Following several days of dredging sand from beneath the freighter, and after removing 9,000 tons of water ballast and fuel, the ship was eventually righted and towed to Great Bitter Lake. It is estimated the overall cost of the nearly one-week shutdown of the canal exceeded $200,000,000, along with the disruption of delivery of $9 billion worth of goods per day. As a result of the Suez Canal incident, many industries have been impacted by price hikes in a quest to recoup revenues lost during the blockage.
What Does This All Mean to the Average Homeowner?
Eighteen months after the declaration of Covid-19 as a global pandemic, we’re all eager to return to a semblance of pre-pandemic normalcy. Before mask mandates and the availability of vaccines, many folks were reluctant to have service companies visit their home. This trepidation led to many families putting off necessary maintenance, repairs, or replacement of HVAC components and systems. Right now, that lack of attention is catching up to Houston’s air conditioning systems, as we find ourselves inundated with requests for HVAC repair and installation. The HVAC industry refers to this as a mismatch of supply and demand.
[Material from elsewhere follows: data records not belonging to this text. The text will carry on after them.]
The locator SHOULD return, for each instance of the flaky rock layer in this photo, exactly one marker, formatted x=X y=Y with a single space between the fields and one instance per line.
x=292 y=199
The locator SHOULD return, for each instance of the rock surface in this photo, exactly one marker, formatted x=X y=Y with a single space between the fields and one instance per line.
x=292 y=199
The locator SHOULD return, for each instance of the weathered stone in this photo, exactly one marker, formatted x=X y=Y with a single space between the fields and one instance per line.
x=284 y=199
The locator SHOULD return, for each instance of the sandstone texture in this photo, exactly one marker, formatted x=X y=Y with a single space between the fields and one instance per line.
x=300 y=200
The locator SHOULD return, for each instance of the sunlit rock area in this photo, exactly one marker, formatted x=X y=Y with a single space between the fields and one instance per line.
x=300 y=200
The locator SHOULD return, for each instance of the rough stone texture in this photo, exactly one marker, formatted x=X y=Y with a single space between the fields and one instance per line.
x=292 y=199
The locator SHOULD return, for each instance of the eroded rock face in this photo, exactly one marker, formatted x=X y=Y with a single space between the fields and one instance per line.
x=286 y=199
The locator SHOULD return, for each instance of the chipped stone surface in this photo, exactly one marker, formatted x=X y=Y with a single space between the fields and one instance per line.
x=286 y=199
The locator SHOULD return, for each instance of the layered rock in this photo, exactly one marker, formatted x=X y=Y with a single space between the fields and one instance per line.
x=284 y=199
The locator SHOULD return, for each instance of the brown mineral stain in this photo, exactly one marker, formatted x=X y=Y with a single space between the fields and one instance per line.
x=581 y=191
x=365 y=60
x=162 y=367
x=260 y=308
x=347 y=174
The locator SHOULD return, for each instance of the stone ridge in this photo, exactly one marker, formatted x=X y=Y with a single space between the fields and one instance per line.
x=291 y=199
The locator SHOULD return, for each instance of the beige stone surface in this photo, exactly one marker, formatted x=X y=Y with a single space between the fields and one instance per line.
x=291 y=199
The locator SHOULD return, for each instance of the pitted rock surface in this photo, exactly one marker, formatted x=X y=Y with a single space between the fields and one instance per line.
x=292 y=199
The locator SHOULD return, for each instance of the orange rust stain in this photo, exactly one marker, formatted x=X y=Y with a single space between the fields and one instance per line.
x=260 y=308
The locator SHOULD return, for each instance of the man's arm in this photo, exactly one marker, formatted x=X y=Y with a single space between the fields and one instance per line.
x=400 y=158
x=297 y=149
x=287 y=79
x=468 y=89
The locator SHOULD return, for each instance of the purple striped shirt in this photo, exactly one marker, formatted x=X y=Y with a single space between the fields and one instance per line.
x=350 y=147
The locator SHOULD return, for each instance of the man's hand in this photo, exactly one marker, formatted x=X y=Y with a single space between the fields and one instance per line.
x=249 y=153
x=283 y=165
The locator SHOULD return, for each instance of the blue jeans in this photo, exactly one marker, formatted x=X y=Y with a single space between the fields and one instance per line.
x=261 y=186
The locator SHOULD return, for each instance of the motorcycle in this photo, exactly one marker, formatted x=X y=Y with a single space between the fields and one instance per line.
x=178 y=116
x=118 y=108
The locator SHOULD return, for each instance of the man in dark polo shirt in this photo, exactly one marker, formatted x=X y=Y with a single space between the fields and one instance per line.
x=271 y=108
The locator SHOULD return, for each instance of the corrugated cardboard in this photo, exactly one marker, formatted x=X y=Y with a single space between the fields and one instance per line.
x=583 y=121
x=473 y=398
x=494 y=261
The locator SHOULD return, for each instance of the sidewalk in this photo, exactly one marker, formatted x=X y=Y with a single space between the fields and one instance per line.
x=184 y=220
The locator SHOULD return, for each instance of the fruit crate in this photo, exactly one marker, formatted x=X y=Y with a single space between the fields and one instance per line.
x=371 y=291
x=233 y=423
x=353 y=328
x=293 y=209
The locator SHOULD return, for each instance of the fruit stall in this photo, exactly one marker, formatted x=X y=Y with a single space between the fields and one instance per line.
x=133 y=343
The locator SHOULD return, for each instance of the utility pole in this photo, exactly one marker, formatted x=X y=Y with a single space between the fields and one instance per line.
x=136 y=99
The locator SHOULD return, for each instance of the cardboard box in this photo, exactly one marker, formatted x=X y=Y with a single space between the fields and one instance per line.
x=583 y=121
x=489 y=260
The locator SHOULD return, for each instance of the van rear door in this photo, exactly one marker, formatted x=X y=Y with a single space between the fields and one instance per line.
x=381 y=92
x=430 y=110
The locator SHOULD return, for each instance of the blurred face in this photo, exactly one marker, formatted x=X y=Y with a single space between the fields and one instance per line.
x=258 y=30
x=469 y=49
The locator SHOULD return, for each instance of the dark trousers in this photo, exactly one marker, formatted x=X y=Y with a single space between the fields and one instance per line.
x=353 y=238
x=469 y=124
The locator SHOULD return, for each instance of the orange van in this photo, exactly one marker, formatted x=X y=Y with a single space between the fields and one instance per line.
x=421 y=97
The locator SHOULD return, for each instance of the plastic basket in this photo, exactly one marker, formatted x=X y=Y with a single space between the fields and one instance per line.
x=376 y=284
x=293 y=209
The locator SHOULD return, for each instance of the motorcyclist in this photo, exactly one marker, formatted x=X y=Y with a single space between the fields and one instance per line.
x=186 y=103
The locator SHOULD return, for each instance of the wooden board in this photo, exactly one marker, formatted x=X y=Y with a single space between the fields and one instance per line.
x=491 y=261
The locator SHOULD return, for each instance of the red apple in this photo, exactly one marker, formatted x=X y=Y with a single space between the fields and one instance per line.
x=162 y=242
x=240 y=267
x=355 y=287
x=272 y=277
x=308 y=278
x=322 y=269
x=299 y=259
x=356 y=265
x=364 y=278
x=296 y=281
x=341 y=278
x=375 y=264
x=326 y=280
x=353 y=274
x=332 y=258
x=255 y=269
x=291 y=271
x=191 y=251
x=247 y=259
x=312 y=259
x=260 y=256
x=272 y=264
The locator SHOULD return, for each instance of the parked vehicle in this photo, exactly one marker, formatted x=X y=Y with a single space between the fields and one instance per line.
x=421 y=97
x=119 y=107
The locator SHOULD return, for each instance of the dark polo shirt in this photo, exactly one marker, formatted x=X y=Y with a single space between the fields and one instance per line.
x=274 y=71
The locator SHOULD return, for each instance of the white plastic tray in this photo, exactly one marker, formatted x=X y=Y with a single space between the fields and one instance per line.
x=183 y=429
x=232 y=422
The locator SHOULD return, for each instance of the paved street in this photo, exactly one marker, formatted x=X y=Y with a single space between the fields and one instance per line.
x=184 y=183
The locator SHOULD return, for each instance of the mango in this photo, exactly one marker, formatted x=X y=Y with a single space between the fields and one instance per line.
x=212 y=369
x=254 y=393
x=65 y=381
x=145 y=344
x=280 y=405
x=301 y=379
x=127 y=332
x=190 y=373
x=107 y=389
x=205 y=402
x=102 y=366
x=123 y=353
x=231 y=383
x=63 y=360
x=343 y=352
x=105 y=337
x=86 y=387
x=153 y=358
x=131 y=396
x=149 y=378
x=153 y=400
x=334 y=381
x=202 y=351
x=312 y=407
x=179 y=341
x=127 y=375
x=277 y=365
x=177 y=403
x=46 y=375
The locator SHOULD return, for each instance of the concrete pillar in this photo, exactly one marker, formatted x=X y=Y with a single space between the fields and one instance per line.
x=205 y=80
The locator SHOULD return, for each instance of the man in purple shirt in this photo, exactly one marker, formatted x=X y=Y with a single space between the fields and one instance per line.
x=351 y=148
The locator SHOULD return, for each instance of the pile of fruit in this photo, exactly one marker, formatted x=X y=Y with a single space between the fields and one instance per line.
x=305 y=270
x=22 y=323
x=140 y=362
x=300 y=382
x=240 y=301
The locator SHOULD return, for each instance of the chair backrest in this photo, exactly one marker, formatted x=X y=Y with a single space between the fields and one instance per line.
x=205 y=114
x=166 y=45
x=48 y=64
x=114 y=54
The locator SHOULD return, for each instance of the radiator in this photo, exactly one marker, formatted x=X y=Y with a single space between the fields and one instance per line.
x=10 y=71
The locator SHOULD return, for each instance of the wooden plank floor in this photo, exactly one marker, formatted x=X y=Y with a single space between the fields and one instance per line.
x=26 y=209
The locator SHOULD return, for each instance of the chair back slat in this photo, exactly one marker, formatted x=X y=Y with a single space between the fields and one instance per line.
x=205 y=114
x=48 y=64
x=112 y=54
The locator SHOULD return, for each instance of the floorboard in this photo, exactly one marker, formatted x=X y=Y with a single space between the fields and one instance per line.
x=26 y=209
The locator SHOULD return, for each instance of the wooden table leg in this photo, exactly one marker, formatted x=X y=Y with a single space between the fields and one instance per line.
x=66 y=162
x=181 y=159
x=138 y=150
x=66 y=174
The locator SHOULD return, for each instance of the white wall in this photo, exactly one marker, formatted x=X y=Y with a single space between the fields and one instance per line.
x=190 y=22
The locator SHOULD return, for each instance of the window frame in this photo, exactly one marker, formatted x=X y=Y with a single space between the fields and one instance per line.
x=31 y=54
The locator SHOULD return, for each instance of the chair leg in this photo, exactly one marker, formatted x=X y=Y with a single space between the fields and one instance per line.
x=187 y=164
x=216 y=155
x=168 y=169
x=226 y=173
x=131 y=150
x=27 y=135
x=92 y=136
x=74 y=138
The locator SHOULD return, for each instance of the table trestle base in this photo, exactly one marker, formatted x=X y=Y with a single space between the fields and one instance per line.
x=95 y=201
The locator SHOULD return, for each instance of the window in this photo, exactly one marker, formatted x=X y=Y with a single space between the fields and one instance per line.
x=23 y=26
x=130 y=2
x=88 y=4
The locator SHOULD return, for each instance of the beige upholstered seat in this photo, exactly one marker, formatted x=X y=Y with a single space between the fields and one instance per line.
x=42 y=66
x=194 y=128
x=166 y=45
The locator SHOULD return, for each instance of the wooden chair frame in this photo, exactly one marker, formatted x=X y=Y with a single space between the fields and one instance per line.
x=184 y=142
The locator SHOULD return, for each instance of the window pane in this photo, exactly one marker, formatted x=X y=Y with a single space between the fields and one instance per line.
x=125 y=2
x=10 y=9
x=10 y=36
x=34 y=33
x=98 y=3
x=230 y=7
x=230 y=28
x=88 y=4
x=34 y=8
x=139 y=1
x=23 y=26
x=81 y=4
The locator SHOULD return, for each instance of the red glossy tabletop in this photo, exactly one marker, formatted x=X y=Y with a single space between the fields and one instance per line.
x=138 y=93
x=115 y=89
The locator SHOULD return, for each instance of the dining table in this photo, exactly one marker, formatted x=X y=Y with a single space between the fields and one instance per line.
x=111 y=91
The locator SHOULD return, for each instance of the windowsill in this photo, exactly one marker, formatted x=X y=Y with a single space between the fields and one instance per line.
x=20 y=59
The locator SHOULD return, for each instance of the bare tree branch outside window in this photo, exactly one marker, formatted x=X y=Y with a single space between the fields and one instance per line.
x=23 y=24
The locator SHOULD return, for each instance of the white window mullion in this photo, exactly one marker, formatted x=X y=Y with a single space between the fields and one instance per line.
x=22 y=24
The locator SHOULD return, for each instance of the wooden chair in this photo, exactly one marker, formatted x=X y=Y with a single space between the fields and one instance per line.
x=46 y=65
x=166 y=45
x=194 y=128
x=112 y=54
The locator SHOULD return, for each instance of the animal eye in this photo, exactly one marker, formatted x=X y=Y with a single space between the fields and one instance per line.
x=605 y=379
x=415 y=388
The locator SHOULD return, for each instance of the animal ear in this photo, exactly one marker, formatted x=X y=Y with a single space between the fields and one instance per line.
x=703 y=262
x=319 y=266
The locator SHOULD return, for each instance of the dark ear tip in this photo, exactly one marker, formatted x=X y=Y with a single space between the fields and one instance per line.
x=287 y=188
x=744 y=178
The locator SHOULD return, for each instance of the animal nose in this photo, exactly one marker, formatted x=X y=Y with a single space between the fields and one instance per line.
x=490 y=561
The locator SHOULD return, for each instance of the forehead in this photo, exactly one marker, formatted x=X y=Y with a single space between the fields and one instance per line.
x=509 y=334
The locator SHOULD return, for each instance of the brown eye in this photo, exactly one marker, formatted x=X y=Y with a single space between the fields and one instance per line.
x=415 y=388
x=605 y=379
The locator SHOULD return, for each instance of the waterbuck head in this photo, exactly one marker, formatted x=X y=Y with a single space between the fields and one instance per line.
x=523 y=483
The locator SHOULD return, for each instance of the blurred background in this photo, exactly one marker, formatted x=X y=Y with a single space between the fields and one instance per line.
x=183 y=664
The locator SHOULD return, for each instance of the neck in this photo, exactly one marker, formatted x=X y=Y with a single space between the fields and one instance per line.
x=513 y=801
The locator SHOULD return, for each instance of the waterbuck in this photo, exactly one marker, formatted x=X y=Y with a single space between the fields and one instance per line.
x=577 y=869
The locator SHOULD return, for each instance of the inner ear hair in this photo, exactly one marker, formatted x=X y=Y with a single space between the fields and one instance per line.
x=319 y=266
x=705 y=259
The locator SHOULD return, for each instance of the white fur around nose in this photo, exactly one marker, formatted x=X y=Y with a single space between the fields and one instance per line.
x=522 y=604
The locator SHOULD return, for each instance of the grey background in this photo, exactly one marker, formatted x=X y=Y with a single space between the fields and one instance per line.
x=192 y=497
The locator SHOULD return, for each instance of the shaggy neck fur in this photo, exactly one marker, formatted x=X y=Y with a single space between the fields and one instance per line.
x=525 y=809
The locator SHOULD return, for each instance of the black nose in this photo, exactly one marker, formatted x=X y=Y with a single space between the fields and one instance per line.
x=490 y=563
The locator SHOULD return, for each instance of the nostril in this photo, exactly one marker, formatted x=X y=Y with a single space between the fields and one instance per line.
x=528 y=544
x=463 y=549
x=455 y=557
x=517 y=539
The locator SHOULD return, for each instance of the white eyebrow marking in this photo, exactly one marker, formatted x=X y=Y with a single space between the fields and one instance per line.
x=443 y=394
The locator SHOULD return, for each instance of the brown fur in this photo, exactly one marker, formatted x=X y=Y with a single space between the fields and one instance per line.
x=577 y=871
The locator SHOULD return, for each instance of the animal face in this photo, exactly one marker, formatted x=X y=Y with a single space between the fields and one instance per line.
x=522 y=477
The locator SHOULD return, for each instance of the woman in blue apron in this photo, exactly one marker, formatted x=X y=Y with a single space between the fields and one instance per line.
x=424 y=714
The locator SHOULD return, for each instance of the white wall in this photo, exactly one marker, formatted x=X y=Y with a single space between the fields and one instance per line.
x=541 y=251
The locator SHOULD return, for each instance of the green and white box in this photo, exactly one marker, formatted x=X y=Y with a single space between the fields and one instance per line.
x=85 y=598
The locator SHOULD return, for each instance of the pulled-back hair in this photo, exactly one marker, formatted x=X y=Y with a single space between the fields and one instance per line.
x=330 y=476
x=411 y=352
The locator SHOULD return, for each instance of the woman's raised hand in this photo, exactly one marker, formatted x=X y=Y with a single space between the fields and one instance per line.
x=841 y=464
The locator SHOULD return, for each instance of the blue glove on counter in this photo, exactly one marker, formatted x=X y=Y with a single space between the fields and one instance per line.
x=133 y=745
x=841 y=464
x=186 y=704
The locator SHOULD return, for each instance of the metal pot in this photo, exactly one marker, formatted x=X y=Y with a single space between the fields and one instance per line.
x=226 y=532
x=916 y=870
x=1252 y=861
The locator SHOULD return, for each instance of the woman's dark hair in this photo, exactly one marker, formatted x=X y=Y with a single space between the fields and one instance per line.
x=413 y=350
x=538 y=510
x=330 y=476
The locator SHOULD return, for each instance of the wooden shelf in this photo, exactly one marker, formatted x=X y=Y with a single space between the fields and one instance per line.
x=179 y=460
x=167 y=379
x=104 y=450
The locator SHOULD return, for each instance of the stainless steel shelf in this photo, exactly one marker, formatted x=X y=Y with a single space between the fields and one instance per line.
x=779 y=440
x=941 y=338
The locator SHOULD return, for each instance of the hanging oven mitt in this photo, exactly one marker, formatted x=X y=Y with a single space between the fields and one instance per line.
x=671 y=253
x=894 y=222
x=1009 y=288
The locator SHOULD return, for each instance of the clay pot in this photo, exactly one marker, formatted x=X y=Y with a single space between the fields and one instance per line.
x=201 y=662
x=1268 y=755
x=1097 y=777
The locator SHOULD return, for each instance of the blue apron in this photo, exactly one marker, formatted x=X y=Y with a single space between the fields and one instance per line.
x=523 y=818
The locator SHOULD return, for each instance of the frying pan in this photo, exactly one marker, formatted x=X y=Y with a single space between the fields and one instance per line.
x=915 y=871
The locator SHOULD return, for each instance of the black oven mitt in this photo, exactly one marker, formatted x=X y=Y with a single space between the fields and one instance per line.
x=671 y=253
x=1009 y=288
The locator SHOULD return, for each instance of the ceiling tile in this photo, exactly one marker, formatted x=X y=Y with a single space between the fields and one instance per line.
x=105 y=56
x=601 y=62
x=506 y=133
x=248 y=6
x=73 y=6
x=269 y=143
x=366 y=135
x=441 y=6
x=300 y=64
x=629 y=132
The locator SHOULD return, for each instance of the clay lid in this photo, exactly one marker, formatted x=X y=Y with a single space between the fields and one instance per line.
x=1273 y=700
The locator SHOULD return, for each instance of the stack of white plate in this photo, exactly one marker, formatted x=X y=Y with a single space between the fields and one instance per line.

Starting with the global pandemic that has shut down everything from the White House to your house, we’ve witnessed a lot of changes to our everyday lives. As we near the end of 2021, we realize that things haven’t gotten quite back to normal across the country. So many of us have become a little spoiled. We’ve gotten used to the instant gratification of online shopping with next-day delivery, and we’re certainly not used to hearing phrases like “out of stock” or “back-ordered.” We may find that it takes a bit longer than expected before the supply is caught up to demand.
The coronavirus will have long-lasting—perhaps permanent—effects on manufacturing organizations, forcing companies to restructure their operations to maintain production while protecting their workers. The coming weeks and months will remain highly challenging for plant leaders, but the crisis also creates an opportunity to reimagine how work is done. By accelerating the adoption of new digital technologies and by drawing on the flexibility and creativity of their frontline staff, companies have the opportunity to emerge from the crisis with manufacturing operations that are safer, more productive, and more resilient.